I listened to this album in its entirety several times before reading Lisa Buck’s eloquent liner notes, and I think I may make a habit of this order of events moving forward. Groups that are formed as “collectives” or “projects” can often struggle to program a cohesive set of music or an album’s worth of material, but not The Ostara Project. From the track titles to the songs themselves, and even the album’s design and artwork, there is an uplifting theme to the seven original tracks and one arrangement we are presented with. This is not an uncommon feeling among debut recordings, but it manages to feel more poignant when expressed during the turbulent times we are in globally.
Delta Sky starts the album off with a catchy groove and excellent interactions between soloists and the rhythm section. Bassist Jodi Proznick and drummer Sanah Kadoura are the core of this rhythm section, with pianist Amanda Tosoff and guitarist Jocelyn Gould alternating harmonic duties throughout the recording. Delta Sky is saxophonist Allison Au’s only composition credit on the album, but she contributes beautifully phrased melodies and sophisticated motivic solos to the remaining tracks too.

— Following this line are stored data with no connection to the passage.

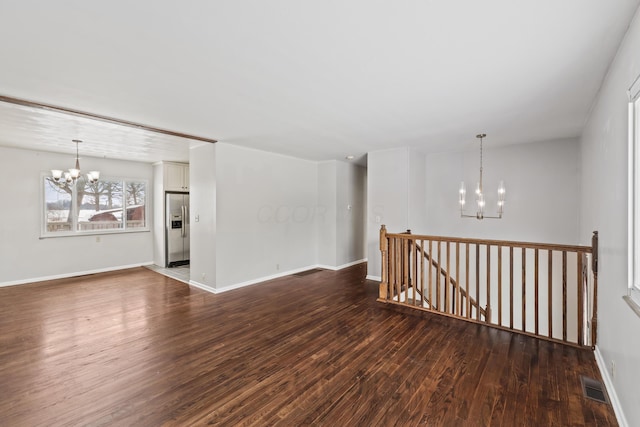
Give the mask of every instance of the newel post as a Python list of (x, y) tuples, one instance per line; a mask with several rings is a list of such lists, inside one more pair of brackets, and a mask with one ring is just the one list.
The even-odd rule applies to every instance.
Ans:
[(378, 296), (382, 300), (387, 300), (389, 295), (389, 242), (387, 240), (387, 227), (380, 226), (380, 252), (382, 254), (382, 274)]
[(591, 313), (591, 348), (596, 348), (598, 332), (598, 232), (591, 237), (591, 271), (593, 271), (593, 312)]

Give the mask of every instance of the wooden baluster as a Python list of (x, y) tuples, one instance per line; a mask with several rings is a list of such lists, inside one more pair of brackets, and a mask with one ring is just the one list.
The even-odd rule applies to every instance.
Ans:
[(389, 297), (389, 242), (387, 240), (387, 228), (382, 224), (380, 227), (380, 252), (382, 252), (382, 281), (378, 290), (378, 297), (387, 300)]
[(433, 241), (429, 239), (429, 308), (433, 310), (433, 274), (432, 274), (432, 265), (433, 263)]
[[(487, 304), (485, 309), (485, 319), (491, 323), (491, 245), (487, 245)], [(478, 301), (479, 303), (480, 301)]]
[(553, 338), (553, 251), (548, 251), (547, 262), (547, 317), (549, 322), (549, 338)]
[[(418, 255), (421, 253), (418, 252), (418, 241), (413, 240), (412, 242), (413, 250), (411, 251), (411, 258), (413, 260), (413, 305), (416, 305), (416, 294), (418, 293)], [(422, 294), (420, 294), (420, 298), (422, 299)]]
[(509, 327), (513, 329), (513, 246), (509, 247)]
[(458, 316), (462, 316), (460, 295), (460, 242), (456, 242), (456, 313)]
[(389, 276), (389, 295), (387, 295), (387, 299), (393, 299), (393, 290), (394, 290), (394, 285), (395, 282), (393, 280), (394, 278), (394, 274), (395, 274), (395, 270), (393, 268), (393, 263), (394, 263), (394, 257), (393, 257), (393, 238), (387, 238), (387, 260), (388, 260), (388, 273), (387, 275)]
[(441, 307), (442, 304), (440, 304), (440, 286), (441, 286), (441, 282), (440, 282), (440, 276), (442, 276), (442, 273), (440, 272), (440, 266), (442, 265), (442, 251), (441, 251), (441, 245), (440, 245), (441, 241), (438, 240), (438, 268), (436, 269), (436, 301), (438, 301), (437, 304), (437, 308), (438, 311), (442, 311)]
[(502, 246), (498, 246), (498, 325), (502, 326)]
[(471, 319), (471, 286), (469, 285), (469, 243), (465, 244), (465, 270), (466, 270), (466, 281), (465, 288), (467, 290), (467, 319)]
[(583, 299), (582, 299), (582, 293), (584, 292), (584, 283), (583, 283), (583, 272), (582, 272), (582, 266), (583, 266), (583, 259), (582, 257), (584, 256), (584, 253), (582, 252), (578, 252), (577, 254), (578, 259), (577, 261), (577, 288), (578, 288), (578, 344), (579, 345), (584, 345), (584, 331), (583, 331), (583, 322), (584, 322), (584, 307), (583, 307)]
[(522, 248), (522, 331), (527, 330), (527, 250)]
[(403, 257), (403, 263), (402, 263), (402, 272), (404, 275), (404, 303), (405, 304), (409, 304), (409, 284), (411, 282), (411, 277), (410, 277), (410, 273), (411, 273), (411, 269), (409, 266), (409, 240), (407, 239), (402, 239), (402, 257)]
[(539, 304), (538, 304), (538, 298), (540, 297), (539, 294), (539, 288), (538, 288), (538, 249), (536, 248), (534, 251), (534, 270), (533, 270), (533, 286), (535, 287), (534, 290), (534, 304), (535, 304), (535, 311), (534, 311), (534, 315), (536, 317), (536, 335), (538, 335), (538, 330), (539, 330), (539, 324), (540, 324), (540, 319), (538, 317), (538, 310), (540, 309)]
[(450, 261), (451, 261), (451, 256), (450, 256), (450, 245), (449, 242), (447, 242), (447, 246), (446, 246), (446, 251), (447, 251), (447, 274), (445, 276), (445, 288), (444, 288), (444, 310), (447, 313), (451, 312), (451, 307), (449, 306), (449, 287), (451, 286), (451, 275), (449, 274), (449, 270), (451, 268), (450, 266)]
[(476, 320), (480, 321), (480, 245), (476, 243)]
[(567, 251), (562, 251), (562, 341), (567, 340)]
[(395, 248), (393, 247), (393, 238), (387, 238), (387, 242), (388, 242), (388, 247), (387, 247), (387, 259), (389, 260), (389, 295), (387, 296), (387, 299), (393, 299), (393, 292), (395, 289), (395, 268), (394, 268), (394, 262), (395, 262), (395, 257), (394, 257), (394, 250)]
[(394, 238), (394, 246), (396, 252), (396, 295), (398, 296), (398, 302), (402, 296), (402, 241), (397, 237)]
[(420, 257), (420, 307), (424, 307), (424, 240), (420, 240), (422, 256)]

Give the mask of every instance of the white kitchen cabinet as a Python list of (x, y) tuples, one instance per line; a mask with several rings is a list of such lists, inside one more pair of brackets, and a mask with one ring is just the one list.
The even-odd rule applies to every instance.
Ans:
[(189, 191), (189, 165), (163, 163), (164, 191)]

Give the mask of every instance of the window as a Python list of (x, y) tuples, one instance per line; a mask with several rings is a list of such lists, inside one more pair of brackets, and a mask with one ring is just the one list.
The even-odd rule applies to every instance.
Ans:
[(147, 231), (147, 183), (101, 179), (75, 184), (43, 176), (43, 237)]
[(640, 76), (629, 88), (628, 252), (629, 295), (627, 301), (640, 314)]

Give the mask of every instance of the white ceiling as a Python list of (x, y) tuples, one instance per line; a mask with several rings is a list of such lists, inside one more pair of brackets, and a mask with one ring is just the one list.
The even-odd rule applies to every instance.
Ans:
[[(0, 95), (312, 160), (576, 137), (639, 3), (4, 0)], [(0, 145), (188, 158), (0, 104)]]

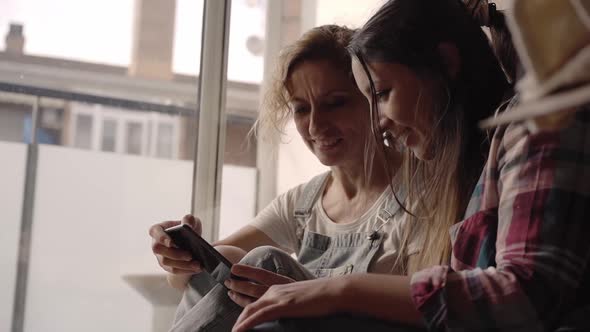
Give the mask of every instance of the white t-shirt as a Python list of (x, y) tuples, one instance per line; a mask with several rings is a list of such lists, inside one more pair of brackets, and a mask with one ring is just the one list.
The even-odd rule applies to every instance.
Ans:
[[(324, 183), (324, 187), (327, 182)], [(262, 231), (289, 253), (299, 251), (299, 241), (296, 235), (297, 220), (293, 216), (293, 211), (297, 200), (303, 194), (304, 187), (305, 184), (299, 185), (275, 198), (266, 208), (260, 211), (251, 223), (252, 226)], [(323, 191), (324, 188), (322, 188), (321, 192)], [(383, 223), (377, 217), (379, 211), (386, 207), (390, 200), (395, 200), (395, 198), (391, 190), (387, 188), (373, 206), (360, 218), (350, 223), (337, 224), (326, 214), (321, 203), (321, 196), (319, 196), (313, 205), (306, 229), (326, 236), (342, 233), (371, 233), (379, 230), (380, 233), (385, 234), (385, 237), (369, 265), (369, 272), (405, 274), (401, 262), (407, 261), (407, 257), (399, 260), (396, 266), (394, 264), (397, 260), (398, 248), (400, 248), (403, 240), (402, 230), (405, 227), (404, 223), (409, 222), (408, 215), (400, 209), (386, 223)], [(412, 233), (417, 234), (416, 230)], [(417, 253), (420, 247), (419, 241), (414, 236), (409, 241), (407, 256)]]

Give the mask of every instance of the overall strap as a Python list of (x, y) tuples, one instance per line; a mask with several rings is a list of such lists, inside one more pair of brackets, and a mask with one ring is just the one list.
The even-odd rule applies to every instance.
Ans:
[(297, 202), (295, 202), (295, 210), (293, 211), (293, 217), (297, 222), (297, 238), (299, 241), (303, 239), (303, 230), (307, 219), (311, 214), (313, 205), (322, 194), (322, 188), (324, 183), (330, 177), (331, 171), (327, 171), (320, 175), (316, 175), (313, 179), (304, 185), (303, 192)]
[[(387, 188), (387, 190), (389, 190), (389, 188)], [(397, 198), (400, 202), (404, 202), (406, 199), (406, 191), (404, 189), (399, 189), (396, 192)], [(397, 200), (395, 199), (395, 197), (393, 195), (391, 195), (391, 198), (387, 200), (387, 203), (385, 204), (385, 206), (379, 210), (379, 213), (377, 214), (377, 218), (383, 222), (386, 223), (388, 222), (391, 218), (393, 218), (393, 216), (401, 209), (401, 206), (397, 203)]]

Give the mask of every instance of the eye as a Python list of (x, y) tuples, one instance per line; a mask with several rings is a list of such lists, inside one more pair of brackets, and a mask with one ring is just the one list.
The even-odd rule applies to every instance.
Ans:
[(390, 92), (391, 92), (391, 89), (378, 90), (377, 92), (375, 92), (375, 97), (377, 99), (377, 102), (386, 101), (387, 98), (389, 97)]
[(293, 106), (291, 107), (294, 114), (303, 114), (309, 111), (309, 107), (301, 105), (301, 106)]
[(337, 108), (337, 107), (341, 107), (344, 106), (346, 104), (347, 100), (346, 98), (337, 98), (337, 99), (332, 99), (329, 100), (325, 103), (326, 107), (329, 108)]

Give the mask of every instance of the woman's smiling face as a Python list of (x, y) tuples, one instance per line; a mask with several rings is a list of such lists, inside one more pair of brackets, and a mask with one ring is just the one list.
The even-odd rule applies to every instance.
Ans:
[[(433, 130), (430, 89), (408, 67), (392, 62), (368, 62), (367, 68), (375, 85), (379, 125), (390, 132), (398, 143), (410, 149), (421, 160), (431, 160), (429, 138)], [(362, 64), (354, 59), (352, 72), (359, 90), (371, 100), (369, 77)]]
[(369, 104), (350, 74), (328, 60), (298, 64), (289, 77), (297, 131), (326, 166), (362, 165)]

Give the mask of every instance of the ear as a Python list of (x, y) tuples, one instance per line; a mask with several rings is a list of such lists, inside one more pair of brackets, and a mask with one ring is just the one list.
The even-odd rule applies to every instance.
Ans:
[(440, 43), (438, 53), (447, 67), (447, 72), (452, 79), (455, 79), (461, 70), (461, 56), (455, 44)]

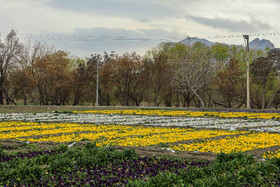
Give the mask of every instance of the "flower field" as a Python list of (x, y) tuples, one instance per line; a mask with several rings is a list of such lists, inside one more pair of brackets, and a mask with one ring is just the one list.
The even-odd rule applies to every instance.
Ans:
[[(0, 114), (0, 185), (150, 186), (167, 179), (166, 184), (175, 184), (176, 179), (198, 186), (216, 180), (230, 185), (226, 182), (230, 177), (244, 177), (250, 169), (256, 172), (257, 178), (250, 179), (254, 184), (278, 184), (279, 117), (276, 112), (171, 110)], [(138, 155), (145, 152), (192, 159), (217, 154), (217, 159), (210, 163)], [(243, 159), (250, 162), (246, 167)], [(266, 162), (259, 164), (255, 159)], [(210, 178), (199, 174), (215, 167), (216, 174)], [(245, 179), (240, 184), (253, 184), (248, 176)]]
[(96, 141), (101, 147), (169, 143), (174, 150), (246, 152), (280, 146), (278, 117), (279, 113), (169, 110), (11, 113), (0, 114), (0, 139), (57, 143)]
[[(127, 112), (129, 111), (129, 112)], [(143, 126), (163, 126), (163, 127), (189, 127), (189, 128), (203, 128), (203, 129), (222, 129), (222, 130), (254, 130), (254, 131), (268, 131), (268, 132), (280, 132), (280, 121), (276, 120), (275, 116), (278, 113), (269, 113), (270, 119), (255, 119), (251, 118), (249, 114), (246, 116), (243, 114), (241, 117), (213, 117), (210, 112), (205, 116), (197, 117), (198, 114), (192, 112), (193, 116), (181, 115), (182, 112), (176, 111), (162, 112), (160, 115), (146, 111), (131, 112), (131, 110), (118, 110), (110, 113), (108, 110), (102, 111), (88, 111), (82, 113), (11, 113), (1, 114), (0, 121), (26, 121), (26, 122), (63, 122), (63, 123), (90, 123), (90, 124), (103, 124), (103, 125), (143, 125)], [(132, 113), (132, 114), (128, 114)], [(157, 112), (159, 113), (159, 112)], [(189, 112), (190, 113), (190, 112)], [(201, 114), (201, 112), (197, 112)], [(244, 113), (244, 112), (243, 112)], [(166, 115), (163, 115), (166, 114)], [(180, 115), (179, 115), (180, 114)], [(210, 115), (211, 114), (211, 115)], [(257, 116), (256, 113), (254, 114)], [(236, 116), (236, 115), (234, 115)], [(263, 115), (262, 115), (263, 116)], [(244, 119), (246, 117), (246, 119)], [(273, 119), (272, 119), (273, 118)]]
[(174, 150), (186, 150), (214, 153), (245, 152), (254, 149), (279, 146), (280, 135), (269, 133), (253, 133), (249, 135), (230, 137), (219, 140), (195, 142), (192, 144), (179, 144), (172, 147)]
[(225, 118), (247, 117), (253, 119), (280, 118), (279, 113), (256, 113), (256, 112), (211, 112), (211, 111), (170, 111), (170, 110), (93, 110), (74, 111), (74, 113), (95, 113), (95, 114), (137, 114), (137, 115), (157, 115), (157, 116), (214, 116)]

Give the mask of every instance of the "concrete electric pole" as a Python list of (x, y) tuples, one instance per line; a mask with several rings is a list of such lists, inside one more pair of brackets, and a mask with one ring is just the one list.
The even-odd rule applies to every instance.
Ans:
[(249, 35), (243, 35), (247, 51), (247, 108), (250, 109), (250, 77), (249, 77)]
[(95, 106), (98, 106), (98, 87), (99, 87), (99, 62), (97, 61), (97, 69), (96, 69), (96, 101)]

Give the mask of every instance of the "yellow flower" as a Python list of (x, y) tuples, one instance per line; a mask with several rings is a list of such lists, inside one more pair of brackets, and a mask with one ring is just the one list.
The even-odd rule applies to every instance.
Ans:
[(192, 116), (192, 117), (224, 117), (224, 118), (280, 118), (279, 113), (254, 113), (254, 112), (211, 112), (211, 111), (170, 111), (170, 110), (91, 110), (73, 111), (74, 113), (95, 114), (125, 114), (125, 115), (164, 115), (164, 116)]

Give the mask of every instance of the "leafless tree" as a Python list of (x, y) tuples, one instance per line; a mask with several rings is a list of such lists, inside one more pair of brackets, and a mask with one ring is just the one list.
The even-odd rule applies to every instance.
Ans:
[[(36, 71), (36, 63), (47, 55), (53, 52), (52, 47), (35, 42), (33, 44), (27, 44), (22, 47), (18, 55), (17, 71), (20, 72), (22, 80), (21, 84), (17, 84), (17, 89), (20, 89), (24, 96), (24, 104), (27, 103), (27, 95), (32, 99), (32, 102), (36, 102), (36, 89), (42, 90), (42, 80), (38, 77), (38, 71)], [(41, 91), (42, 92), (42, 91)], [(41, 93), (40, 92), (40, 93)]]
[(186, 58), (174, 62), (173, 80), (177, 84), (177, 91), (183, 95), (193, 93), (205, 107), (199, 92), (208, 86), (214, 69), (208, 47), (201, 43), (188, 47)]
[(2, 42), (0, 39), (0, 104), (3, 105), (3, 94), (9, 99), (4, 84), (7, 81), (8, 74), (16, 64), (17, 55), (20, 53), (22, 45), (16, 36), (16, 32), (11, 32), (6, 36)]

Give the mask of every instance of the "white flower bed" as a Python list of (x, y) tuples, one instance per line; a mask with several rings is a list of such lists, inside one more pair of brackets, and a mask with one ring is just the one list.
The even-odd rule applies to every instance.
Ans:
[(252, 120), (209, 117), (170, 117), (118, 114), (76, 113), (12, 113), (0, 114), (0, 121), (65, 122), (120, 125), (177, 126), (193, 128), (215, 128), (225, 130), (248, 129), (280, 132), (280, 122), (274, 120)]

Another compositional highlight is the contrasting and conversational Lluviona by trumpeter Rachel Therrien. There are some moments of collective improvisation here, contrasting the groovy preceding numbers and subsequent ballad Tides are Turning. Joanna Majoko does a superb job bringing life to the lyrics heard on The Ostara Project and she penned a rhythmically intriguing arrangement of the standard Bye Bye Blackbird.
There is plenty more to say about the musicianship brimming from this album, but I encourage you to listen for yourself.